An audio file format is a file format for storing digital audio data on a computer system. The bit layout of the audio data (excluding metadata) is called the audio coding format and can be uncompressed, or compressed to reduce the file size, often using lossy compression. An audio recording produced from original analog or digital audio formats that have been encoded using linear Pulse Code Modulation (PCM). For audio files, it is important to distinguish between a file format and a codec. A codec performs the encoding and decoding of the raw audio data while the data itself is stored in a specific audio file format. Sampling frequency, bit-depth, and monophonic or stereo, for example, are important characteristics of audio files.
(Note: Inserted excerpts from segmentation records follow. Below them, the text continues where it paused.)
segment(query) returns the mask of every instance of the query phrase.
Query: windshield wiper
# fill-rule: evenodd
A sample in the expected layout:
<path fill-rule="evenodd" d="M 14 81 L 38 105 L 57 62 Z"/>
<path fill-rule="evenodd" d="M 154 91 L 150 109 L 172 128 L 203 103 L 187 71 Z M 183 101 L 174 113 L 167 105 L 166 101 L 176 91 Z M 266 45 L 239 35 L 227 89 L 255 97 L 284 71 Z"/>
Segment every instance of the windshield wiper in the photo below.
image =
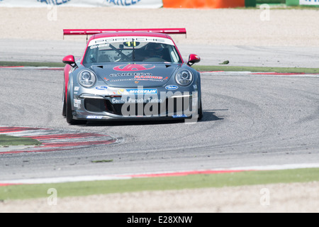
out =
<path fill-rule="evenodd" d="M 132 60 L 135 62 L 135 44 L 134 43 L 134 38 L 132 38 L 132 44 L 133 46 L 133 52 L 132 53 Z"/>
<path fill-rule="evenodd" d="M 116 49 L 113 45 L 110 44 L 110 48 L 112 50 L 115 50 L 118 54 L 120 54 L 124 58 L 126 58 L 127 60 L 130 60 L 130 57 L 128 57 L 126 55 L 123 54 L 121 50 L 118 50 L 118 49 Z"/>

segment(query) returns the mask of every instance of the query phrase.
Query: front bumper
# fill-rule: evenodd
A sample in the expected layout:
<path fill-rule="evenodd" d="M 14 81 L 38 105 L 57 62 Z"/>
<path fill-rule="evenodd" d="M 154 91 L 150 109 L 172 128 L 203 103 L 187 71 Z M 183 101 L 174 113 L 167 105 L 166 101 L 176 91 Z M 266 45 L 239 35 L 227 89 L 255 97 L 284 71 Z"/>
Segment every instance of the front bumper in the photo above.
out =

There are a handful of audio file types you should be familiar with if you are planning to copy music off the Internet or even copy a CD. In this article, we will discuss the types of audio file formats and its utility. So, let's check out types of audio file -


Waveform Audio File Format is a Microsoft and IBM audio file format standard for storing an audio bitstream on PCs. It is an application of the Resource Interchange File Format (RIFF) bitstream format method for storing data in "chunks", and thus is also close to the 8SVX and the AIFF format used on Amiga and Macintosh computers, respectively. It is the main format used on Microsoft Windows systems for raw and typically uncompressed audio. The usual bitstream encoding is the linear pulse-code modulation (LPCM) format. WAVs are compatible with Microsoft Windows, Macintosh, and Linux operating systems. The format takes into account some differences of the Intel CPU such as little-endian byte order.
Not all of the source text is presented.